Il consumo di prodotti animali è collegato ad un elevato rischio di malattie cardiocircolatorie, ictus, ipertensione, obesità, diabete di tipo 2 e alcuni tipi di cancro (tutte le carni lavorate, inclusi pancetta, prosciutto, salame, salsicce e wurstel, sono noti cancerogeni).10 La pressione sui nostri corpi è pari a quella sui nostri sistemi sanitari e sull’economia.

Circa 92,1 milioni di adulti statunitensi convivono con patologie cardiovascolari di varia natura, o con i postumi di un infarto. I costi diretti e indiretti di queste malattie vengono stimati in oltre 329,7 miliardi di dollari.11 All’incirca 23,4 milioni di adulti, negli USA, hanno ricevuto diagnosi di diabete di tipo 2 – che è strettamente correlato allo stile di vita – e costituiscono il 95% di tutti i casi di diabete del paese. Il costo totale per l’economia di questa malattia ammonta a circa 327 miliardi di dollari.12 Quanto all’obesità, l’impatto sull’economia statunitense ha ormai superato quota 1,7 trilioni di dollari.13

E tutto questo non tiene in considerazione la sofferenza, le morti e il costo economico dei patogeni alimentari, quali E. coli, salmonella, listeria e campylobacter.
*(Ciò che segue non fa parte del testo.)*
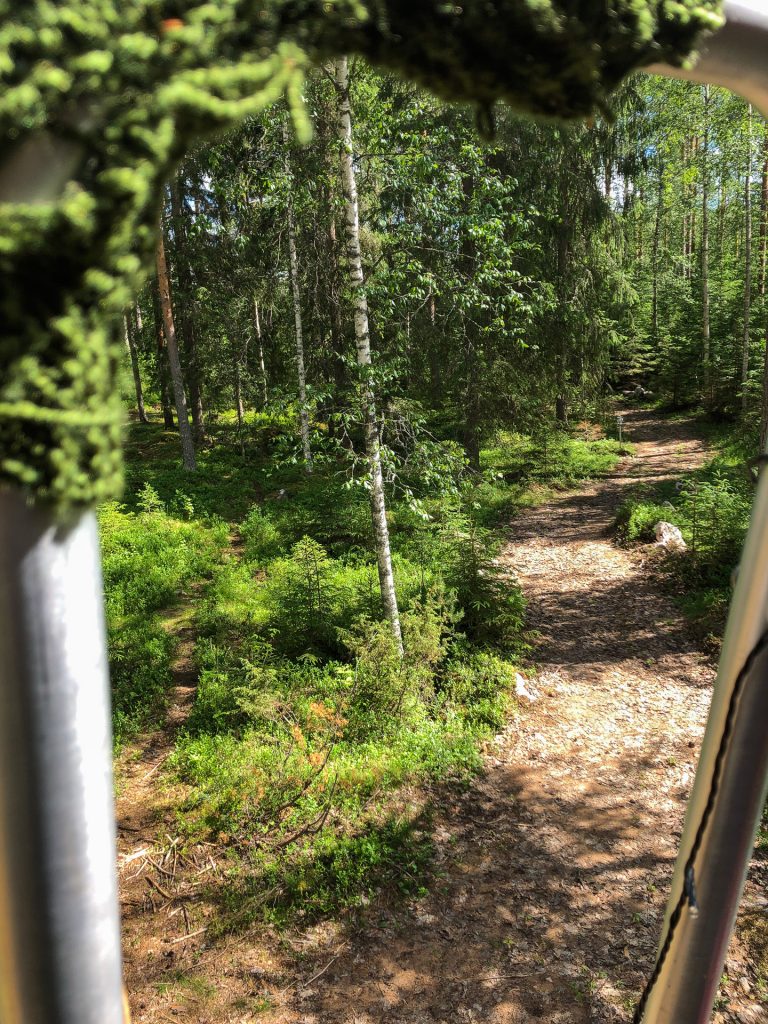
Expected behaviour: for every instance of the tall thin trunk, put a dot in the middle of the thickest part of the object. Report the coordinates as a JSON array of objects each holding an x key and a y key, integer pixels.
[
  {"x": 187, "y": 442},
  {"x": 363, "y": 338},
  {"x": 764, "y": 407},
  {"x": 764, "y": 214},
  {"x": 748, "y": 262},
  {"x": 706, "y": 346},
  {"x": 656, "y": 235},
  {"x": 563, "y": 257},
  {"x": 296, "y": 291},
  {"x": 130, "y": 343},
  {"x": 163, "y": 368},
  {"x": 259, "y": 348},
  {"x": 186, "y": 322},
  {"x": 239, "y": 394}
]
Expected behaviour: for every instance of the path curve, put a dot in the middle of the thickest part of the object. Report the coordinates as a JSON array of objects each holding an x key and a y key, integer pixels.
[
  {"x": 552, "y": 869},
  {"x": 555, "y": 866}
]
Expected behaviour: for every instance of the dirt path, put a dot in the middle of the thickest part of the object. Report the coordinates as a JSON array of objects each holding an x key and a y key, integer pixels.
[
  {"x": 555, "y": 866},
  {"x": 553, "y": 869}
]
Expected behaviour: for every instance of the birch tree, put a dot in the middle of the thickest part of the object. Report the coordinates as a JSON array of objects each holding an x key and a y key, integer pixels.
[
  {"x": 187, "y": 442},
  {"x": 706, "y": 327},
  {"x": 363, "y": 341},
  {"x": 130, "y": 343},
  {"x": 748, "y": 263},
  {"x": 298, "y": 321}
]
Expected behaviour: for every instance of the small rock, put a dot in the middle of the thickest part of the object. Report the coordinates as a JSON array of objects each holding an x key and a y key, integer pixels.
[
  {"x": 521, "y": 690},
  {"x": 669, "y": 537}
]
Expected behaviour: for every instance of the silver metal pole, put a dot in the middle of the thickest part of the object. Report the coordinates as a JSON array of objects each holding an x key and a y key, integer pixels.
[
  {"x": 737, "y": 58},
  {"x": 59, "y": 926}
]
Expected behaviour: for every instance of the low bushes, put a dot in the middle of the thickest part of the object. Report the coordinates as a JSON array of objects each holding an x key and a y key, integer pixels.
[{"x": 147, "y": 556}]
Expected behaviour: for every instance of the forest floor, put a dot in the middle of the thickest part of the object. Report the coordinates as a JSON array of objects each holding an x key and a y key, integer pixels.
[{"x": 551, "y": 869}]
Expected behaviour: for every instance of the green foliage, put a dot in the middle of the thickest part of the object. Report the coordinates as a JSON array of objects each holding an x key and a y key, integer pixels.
[
  {"x": 712, "y": 509},
  {"x": 553, "y": 456},
  {"x": 260, "y": 536},
  {"x": 147, "y": 558}
]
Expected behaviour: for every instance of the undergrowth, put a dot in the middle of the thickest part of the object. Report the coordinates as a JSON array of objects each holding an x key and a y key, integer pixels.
[
  {"x": 711, "y": 507},
  {"x": 311, "y": 745},
  {"x": 148, "y": 556}
]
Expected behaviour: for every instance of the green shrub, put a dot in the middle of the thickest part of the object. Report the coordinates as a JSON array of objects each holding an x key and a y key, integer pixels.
[
  {"x": 261, "y": 537},
  {"x": 147, "y": 558},
  {"x": 140, "y": 653}
]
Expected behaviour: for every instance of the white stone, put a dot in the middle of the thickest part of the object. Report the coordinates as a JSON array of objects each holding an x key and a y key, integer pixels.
[{"x": 669, "y": 537}]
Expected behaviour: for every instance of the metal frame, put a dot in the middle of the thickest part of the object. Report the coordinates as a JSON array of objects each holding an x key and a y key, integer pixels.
[
  {"x": 59, "y": 922},
  {"x": 59, "y": 927},
  {"x": 737, "y": 58}
]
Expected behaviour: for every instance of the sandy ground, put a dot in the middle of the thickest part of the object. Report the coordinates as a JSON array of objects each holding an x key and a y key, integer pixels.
[{"x": 551, "y": 872}]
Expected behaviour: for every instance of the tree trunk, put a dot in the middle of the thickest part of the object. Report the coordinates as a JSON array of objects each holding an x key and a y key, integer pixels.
[
  {"x": 163, "y": 369},
  {"x": 748, "y": 263},
  {"x": 185, "y": 320},
  {"x": 363, "y": 338},
  {"x": 130, "y": 342},
  {"x": 764, "y": 410},
  {"x": 764, "y": 213},
  {"x": 656, "y": 236},
  {"x": 706, "y": 346},
  {"x": 303, "y": 414},
  {"x": 187, "y": 442},
  {"x": 259, "y": 349},
  {"x": 239, "y": 394}
]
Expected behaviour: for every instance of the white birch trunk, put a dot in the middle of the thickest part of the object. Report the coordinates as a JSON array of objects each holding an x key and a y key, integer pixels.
[
  {"x": 303, "y": 414},
  {"x": 748, "y": 263},
  {"x": 260, "y": 348},
  {"x": 706, "y": 344},
  {"x": 131, "y": 346},
  {"x": 363, "y": 339},
  {"x": 187, "y": 443}
]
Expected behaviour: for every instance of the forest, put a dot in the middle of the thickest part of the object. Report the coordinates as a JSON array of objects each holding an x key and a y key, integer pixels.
[{"x": 375, "y": 339}]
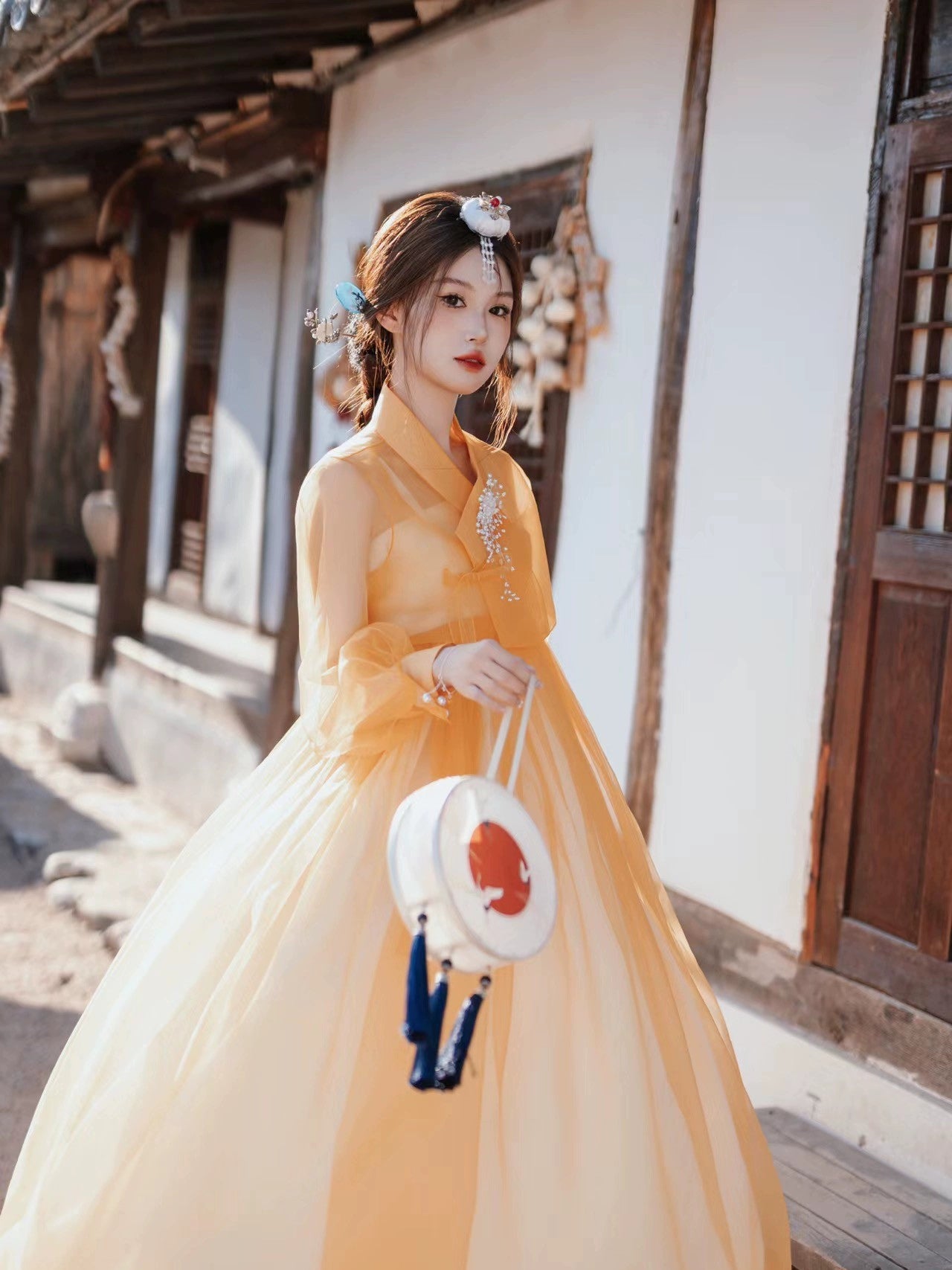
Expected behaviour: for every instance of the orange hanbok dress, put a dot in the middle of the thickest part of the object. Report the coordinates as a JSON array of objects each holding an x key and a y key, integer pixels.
[{"x": 235, "y": 1095}]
Se davvero abbiamo a cuore la nostra salute, scegliere di mangiare prodotti animali è un affare davvero rischioso, reso ancora più letale ora che sappiamo che le persone affette da simili patologie hanno molte più probabilità di complicanze e di morte a causa del CoVid-19.

Mangiare gli Animali Decima anche il Nostro Pianeta

Il danno provocato ai nostri corpi, alle nostre comunità e alla nostra economia è destinato a peggiorare se continuiamo a inquinare, avvelenare e riscaldare il pianeta, e una delle cause principali dei danni ambientali è proprio l’allevamento animale.

L’agricoltura animale è responsabile del 14,5 per cento delle emissioni antropiche di gas serra14 – cioè più delle emissioni di tutti i gas di scarico di auto, aerei, autobus, treni e imbarcazioni sul pianeta.

L’agricoltura animale provoca la strage degli habitat naturali e l’uccisione in massa delle specie selvatiche, e ci sta portando verso un futuro catastrofico di tempeste devastanti, incendi indomabili, carenze idriche, zone morte degli oceani, ondate di calore, innalzamento delle acque, scioglimento dei ghiacci e alluvioni mortali.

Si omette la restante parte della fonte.